Cross-Site Request Forgery
An attack that tricks users into performing unwanted actions on websites where they're authenticated
Also known as: Cross-Site Request Forgery, XSRF, Sea Surf
Category: Concepts
Tags: security, attacks, web-security, vulnerabilities, authentication
Explanation
Cross-Site Request Forgery (CSRF or XSRF) is a web security vulnerability that tricks authenticated users into performing unintended actions on a web application. The attack exploits the trust that a site has in the user's browser by leveraging existing authentication credentials (such as session cookies) to execute unauthorized commands. Because browsers automatically include cookies with requests, malicious websites can trigger actions on other sites where users are logged in.
CSRF attacks work by crafting requests that appear legitimate to the target application. An attacker might embed a hidden form or image tag on their malicious page that submits a request to a banking site when visited.
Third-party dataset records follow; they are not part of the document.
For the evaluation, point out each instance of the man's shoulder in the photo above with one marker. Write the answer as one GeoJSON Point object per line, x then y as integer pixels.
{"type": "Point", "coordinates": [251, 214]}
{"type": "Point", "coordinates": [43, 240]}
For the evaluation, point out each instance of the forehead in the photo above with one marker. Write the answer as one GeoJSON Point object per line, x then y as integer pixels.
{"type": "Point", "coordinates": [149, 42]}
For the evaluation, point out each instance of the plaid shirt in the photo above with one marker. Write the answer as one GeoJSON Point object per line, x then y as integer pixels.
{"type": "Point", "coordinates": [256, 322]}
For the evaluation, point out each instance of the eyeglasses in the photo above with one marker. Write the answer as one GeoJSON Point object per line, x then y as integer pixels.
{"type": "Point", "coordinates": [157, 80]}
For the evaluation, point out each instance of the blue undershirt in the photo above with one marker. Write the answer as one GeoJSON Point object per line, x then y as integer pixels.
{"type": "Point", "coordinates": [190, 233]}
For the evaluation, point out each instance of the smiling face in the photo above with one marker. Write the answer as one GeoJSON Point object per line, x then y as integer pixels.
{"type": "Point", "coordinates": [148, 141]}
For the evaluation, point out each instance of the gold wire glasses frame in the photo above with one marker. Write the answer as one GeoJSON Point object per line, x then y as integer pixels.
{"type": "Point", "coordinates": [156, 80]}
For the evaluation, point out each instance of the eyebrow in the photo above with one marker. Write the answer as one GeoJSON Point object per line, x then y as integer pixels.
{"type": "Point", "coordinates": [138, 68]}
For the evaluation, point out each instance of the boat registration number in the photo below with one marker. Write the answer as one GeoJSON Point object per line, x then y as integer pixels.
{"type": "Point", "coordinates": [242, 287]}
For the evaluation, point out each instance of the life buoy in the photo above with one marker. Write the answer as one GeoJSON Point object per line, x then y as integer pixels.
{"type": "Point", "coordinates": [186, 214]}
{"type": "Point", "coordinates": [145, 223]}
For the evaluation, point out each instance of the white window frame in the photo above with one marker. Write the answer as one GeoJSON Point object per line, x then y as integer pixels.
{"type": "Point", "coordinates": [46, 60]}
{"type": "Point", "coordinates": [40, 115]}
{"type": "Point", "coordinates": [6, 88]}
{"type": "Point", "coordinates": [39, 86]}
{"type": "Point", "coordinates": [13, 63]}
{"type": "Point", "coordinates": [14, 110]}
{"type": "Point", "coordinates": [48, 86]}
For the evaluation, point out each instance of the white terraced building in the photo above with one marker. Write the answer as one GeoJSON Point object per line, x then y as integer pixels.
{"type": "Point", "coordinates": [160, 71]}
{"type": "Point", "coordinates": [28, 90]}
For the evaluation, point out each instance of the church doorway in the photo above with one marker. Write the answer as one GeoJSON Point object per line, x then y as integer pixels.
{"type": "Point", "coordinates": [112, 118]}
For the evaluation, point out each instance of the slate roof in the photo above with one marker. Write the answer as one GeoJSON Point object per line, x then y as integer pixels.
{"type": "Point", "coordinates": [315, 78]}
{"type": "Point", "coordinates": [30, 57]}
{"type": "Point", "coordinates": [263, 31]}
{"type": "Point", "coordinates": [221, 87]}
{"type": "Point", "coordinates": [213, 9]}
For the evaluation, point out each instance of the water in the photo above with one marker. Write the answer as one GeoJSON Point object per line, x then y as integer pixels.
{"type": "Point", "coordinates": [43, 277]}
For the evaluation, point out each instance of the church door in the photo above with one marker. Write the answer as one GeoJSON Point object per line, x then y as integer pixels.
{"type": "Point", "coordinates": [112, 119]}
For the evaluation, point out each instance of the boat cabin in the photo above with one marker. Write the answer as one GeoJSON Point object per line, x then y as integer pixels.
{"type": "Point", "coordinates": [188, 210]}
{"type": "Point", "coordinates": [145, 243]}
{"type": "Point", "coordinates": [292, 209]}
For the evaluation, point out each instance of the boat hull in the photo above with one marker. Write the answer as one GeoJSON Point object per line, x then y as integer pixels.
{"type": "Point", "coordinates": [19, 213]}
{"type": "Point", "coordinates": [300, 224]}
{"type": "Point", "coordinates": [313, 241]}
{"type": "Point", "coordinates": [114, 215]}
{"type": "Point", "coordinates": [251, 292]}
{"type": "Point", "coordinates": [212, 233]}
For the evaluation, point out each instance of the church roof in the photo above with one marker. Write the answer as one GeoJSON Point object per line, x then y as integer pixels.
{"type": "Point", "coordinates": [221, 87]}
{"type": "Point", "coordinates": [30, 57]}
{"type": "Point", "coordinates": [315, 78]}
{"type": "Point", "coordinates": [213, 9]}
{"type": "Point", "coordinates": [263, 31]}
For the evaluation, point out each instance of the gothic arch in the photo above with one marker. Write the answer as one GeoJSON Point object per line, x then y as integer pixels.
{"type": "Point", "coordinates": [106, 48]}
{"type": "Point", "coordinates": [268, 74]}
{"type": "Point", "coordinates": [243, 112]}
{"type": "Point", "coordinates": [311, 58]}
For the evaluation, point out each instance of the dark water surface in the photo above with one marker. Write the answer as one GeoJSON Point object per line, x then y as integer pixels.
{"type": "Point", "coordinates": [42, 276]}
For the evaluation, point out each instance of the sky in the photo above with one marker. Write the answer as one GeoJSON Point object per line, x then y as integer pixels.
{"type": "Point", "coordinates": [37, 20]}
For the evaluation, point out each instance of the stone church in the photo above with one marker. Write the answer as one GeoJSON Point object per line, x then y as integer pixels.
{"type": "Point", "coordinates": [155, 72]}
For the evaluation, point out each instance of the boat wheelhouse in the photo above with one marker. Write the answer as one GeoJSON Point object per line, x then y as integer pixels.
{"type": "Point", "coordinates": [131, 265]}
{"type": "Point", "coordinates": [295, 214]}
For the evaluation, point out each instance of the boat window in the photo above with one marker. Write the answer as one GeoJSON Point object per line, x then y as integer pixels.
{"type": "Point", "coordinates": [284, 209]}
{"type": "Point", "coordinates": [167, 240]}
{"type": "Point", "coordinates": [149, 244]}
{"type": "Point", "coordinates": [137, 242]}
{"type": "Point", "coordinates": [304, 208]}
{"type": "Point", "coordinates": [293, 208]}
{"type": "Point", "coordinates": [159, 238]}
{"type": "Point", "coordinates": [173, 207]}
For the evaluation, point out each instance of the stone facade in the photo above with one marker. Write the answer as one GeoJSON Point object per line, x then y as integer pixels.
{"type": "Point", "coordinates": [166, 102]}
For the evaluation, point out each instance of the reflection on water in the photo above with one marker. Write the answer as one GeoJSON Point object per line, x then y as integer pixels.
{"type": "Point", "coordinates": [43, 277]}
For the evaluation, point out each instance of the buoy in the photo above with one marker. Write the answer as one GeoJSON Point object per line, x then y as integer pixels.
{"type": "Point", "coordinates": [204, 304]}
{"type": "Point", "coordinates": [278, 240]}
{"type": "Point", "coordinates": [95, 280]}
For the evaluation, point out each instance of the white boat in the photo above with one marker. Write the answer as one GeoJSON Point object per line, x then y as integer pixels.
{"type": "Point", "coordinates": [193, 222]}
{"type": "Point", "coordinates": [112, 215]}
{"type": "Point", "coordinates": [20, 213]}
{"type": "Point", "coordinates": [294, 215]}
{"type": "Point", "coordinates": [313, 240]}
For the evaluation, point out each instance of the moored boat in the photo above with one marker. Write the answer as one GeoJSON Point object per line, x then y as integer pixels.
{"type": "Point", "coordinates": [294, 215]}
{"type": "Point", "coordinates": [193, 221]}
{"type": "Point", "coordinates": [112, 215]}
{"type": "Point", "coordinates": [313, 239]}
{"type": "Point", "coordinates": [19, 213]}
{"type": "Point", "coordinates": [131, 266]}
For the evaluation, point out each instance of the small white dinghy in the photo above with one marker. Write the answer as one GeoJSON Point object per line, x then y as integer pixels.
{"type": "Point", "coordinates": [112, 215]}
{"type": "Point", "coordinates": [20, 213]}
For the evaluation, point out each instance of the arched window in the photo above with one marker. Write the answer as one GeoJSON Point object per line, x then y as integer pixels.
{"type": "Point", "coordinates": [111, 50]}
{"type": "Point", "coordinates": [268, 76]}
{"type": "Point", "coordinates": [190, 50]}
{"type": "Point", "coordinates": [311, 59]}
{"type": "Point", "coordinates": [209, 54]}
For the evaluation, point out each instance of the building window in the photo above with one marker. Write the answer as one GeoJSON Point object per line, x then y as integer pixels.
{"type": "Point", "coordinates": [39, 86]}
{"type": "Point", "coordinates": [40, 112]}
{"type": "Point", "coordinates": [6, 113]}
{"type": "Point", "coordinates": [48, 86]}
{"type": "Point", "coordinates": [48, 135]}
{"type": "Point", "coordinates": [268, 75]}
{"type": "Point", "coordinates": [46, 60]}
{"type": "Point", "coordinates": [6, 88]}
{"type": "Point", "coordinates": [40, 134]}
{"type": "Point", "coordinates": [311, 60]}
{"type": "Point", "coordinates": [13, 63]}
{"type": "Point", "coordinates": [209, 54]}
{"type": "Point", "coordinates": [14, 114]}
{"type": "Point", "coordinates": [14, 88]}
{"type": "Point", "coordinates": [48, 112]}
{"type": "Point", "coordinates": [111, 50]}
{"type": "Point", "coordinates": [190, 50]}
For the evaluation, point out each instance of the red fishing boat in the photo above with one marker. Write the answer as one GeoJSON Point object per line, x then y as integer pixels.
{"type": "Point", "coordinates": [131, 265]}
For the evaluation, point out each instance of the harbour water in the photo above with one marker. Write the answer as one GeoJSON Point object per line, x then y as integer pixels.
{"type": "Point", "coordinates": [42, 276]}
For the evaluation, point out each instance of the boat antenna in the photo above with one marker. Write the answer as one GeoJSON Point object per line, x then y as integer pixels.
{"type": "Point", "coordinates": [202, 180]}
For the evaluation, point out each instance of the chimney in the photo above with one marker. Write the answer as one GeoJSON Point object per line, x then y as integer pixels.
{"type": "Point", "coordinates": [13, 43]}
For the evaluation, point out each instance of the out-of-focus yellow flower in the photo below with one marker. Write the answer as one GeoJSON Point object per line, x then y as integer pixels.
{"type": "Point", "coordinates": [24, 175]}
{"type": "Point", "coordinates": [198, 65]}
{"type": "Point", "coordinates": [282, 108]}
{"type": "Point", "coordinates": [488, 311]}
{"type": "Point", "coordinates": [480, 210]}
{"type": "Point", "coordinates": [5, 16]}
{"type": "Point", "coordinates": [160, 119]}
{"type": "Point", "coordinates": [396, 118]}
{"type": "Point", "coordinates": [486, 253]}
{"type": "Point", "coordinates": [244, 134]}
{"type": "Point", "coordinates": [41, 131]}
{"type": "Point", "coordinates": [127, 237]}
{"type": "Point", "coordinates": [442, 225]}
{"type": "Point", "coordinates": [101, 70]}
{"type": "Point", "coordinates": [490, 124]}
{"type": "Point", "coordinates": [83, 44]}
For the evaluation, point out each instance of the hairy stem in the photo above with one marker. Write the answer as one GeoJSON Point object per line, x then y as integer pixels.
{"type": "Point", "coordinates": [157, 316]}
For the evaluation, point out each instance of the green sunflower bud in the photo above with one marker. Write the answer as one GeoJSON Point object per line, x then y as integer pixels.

If the victim is logged into their bank, the forged request executes with their privileges, potentially transferring funds or changing account settings. The attack can be delivered through emails, forum posts, or compromised websites.
Notable CSRF exploits include the 2008 Netflix vulnerability that allowed attackers to change account details. The 2007 Gmail filter vulnerability enabled attackers to forward all emails to themselves. Banking trojans have combined CSRF with other techniques to perform unauthorized transactions. Even tech giants like Google and Facebook have patched numerous CSRF vulnerabilities over the years.
Defenses include implementing anti-CSRF tokens (synchronizer tokens) that validate request authenticity, using SameSite cookie attributes to prevent cross-origin cookie transmission, requiring re-authentication for sensitive actions, implementing custom request headers (which can't be set cross-origin), checking Origin and Referer headers, and employing the double-submit cookie pattern for stateless applications.